I wonder why there is almost an implicit assertion in the OP that, by doing what one enjoys, one is somehow shooting oneself in the foot. Even if we accept that there is some hypothetical global consensus amongst people that we should now lurch after technology to the virtual exclusion of all else, and I don't agree that this will necessarily happen where people are able to exercise their preference, aren't we as artists responsible, first and foremost, to be true to ourselves? If we are followers, or bandwagon jumpers, what value does our originality project?
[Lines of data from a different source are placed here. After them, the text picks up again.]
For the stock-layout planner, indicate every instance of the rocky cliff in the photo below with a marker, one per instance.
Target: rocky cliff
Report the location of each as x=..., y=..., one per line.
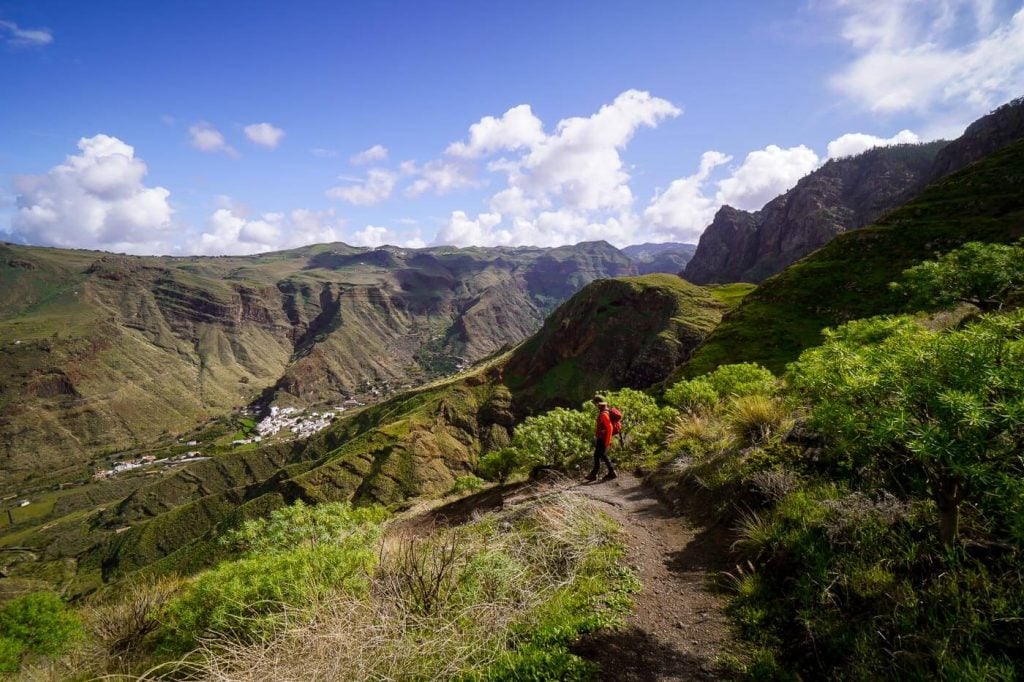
x=844, y=194
x=101, y=352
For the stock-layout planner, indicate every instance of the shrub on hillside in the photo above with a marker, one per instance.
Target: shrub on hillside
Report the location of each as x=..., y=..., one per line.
x=983, y=274
x=498, y=465
x=938, y=415
x=708, y=391
x=755, y=419
x=294, y=558
x=642, y=427
x=35, y=624
x=559, y=438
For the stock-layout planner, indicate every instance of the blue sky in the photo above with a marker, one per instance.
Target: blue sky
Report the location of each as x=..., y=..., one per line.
x=235, y=127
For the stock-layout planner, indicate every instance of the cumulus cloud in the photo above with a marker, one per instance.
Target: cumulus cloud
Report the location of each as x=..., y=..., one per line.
x=18, y=37
x=515, y=129
x=853, y=143
x=95, y=199
x=205, y=137
x=376, y=153
x=375, y=188
x=230, y=231
x=563, y=186
x=440, y=175
x=931, y=57
x=684, y=209
x=264, y=134
x=765, y=174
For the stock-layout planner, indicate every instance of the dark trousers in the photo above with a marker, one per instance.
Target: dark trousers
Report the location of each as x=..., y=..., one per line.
x=601, y=455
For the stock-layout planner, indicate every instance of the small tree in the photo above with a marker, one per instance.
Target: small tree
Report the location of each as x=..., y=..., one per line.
x=982, y=274
x=556, y=437
x=939, y=413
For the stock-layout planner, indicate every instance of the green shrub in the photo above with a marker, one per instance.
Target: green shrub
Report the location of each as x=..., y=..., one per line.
x=643, y=424
x=706, y=392
x=498, y=465
x=39, y=624
x=465, y=484
x=559, y=437
x=294, y=558
x=937, y=414
x=10, y=654
x=983, y=274
x=250, y=598
x=300, y=524
x=754, y=419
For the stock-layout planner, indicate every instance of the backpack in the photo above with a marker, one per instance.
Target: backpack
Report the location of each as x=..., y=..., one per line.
x=615, y=416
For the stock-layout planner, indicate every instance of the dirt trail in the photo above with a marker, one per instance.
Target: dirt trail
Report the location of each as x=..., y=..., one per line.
x=678, y=627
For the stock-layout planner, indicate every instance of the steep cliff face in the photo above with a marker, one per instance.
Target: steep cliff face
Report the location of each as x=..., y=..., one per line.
x=630, y=332
x=844, y=194
x=614, y=333
x=985, y=135
x=100, y=352
x=667, y=257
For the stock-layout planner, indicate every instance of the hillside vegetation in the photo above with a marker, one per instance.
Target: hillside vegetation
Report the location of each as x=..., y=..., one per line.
x=100, y=353
x=849, y=278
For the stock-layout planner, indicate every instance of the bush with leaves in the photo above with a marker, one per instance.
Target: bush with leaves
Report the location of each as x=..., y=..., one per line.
x=642, y=427
x=705, y=393
x=296, y=557
x=559, y=438
x=498, y=465
x=35, y=624
x=300, y=524
x=935, y=414
x=983, y=274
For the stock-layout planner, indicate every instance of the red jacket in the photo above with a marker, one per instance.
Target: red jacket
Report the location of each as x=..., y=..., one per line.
x=602, y=429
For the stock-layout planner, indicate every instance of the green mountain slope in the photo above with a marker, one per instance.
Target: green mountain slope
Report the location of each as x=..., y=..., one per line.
x=101, y=352
x=626, y=332
x=414, y=444
x=848, y=278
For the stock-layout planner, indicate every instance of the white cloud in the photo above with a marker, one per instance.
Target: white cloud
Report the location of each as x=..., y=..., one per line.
x=561, y=187
x=517, y=128
x=441, y=175
x=229, y=231
x=372, y=236
x=931, y=57
x=264, y=134
x=853, y=143
x=205, y=137
x=765, y=174
x=376, y=153
x=95, y=199
x=684, y=209
x=377, y=187
x=19, y=37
Bob, are you of all people seriously suggesting we should compromise anything, least of all our integrity as artists, for the chance of appealing to an audience that is assumed to have the attention span of a gnat?
In many ways the OP makes me think of the enthusiasm of the futurists for the machine age, when technology was seen as an end in itself and the only way forward for society to grow.
Living in the past? Or exercising choice? I feel confident in my ability to recognize technological advancement, weigh up various pros and cons as to its usefulness and attractiveness to me then, informedly, to use it or reject it as befits my needs. If I were to buy an M9 and wanted to use it as I would an M2, how am I compromising any opportunity other than some perceived opportunity I have no interest in following?
I don't think that I need to catch a boat that is sailing for a destination I have no desire to visit, regardless of what anyone else thinks or does. And if I somehow lost or surrendered or agreed to abrogate the capacity to exercise that choice, I think there would be far more to worry about than hypothetically missing hypothetical opportunities to hypothetically present work to a hypothetical audience I have no interest in.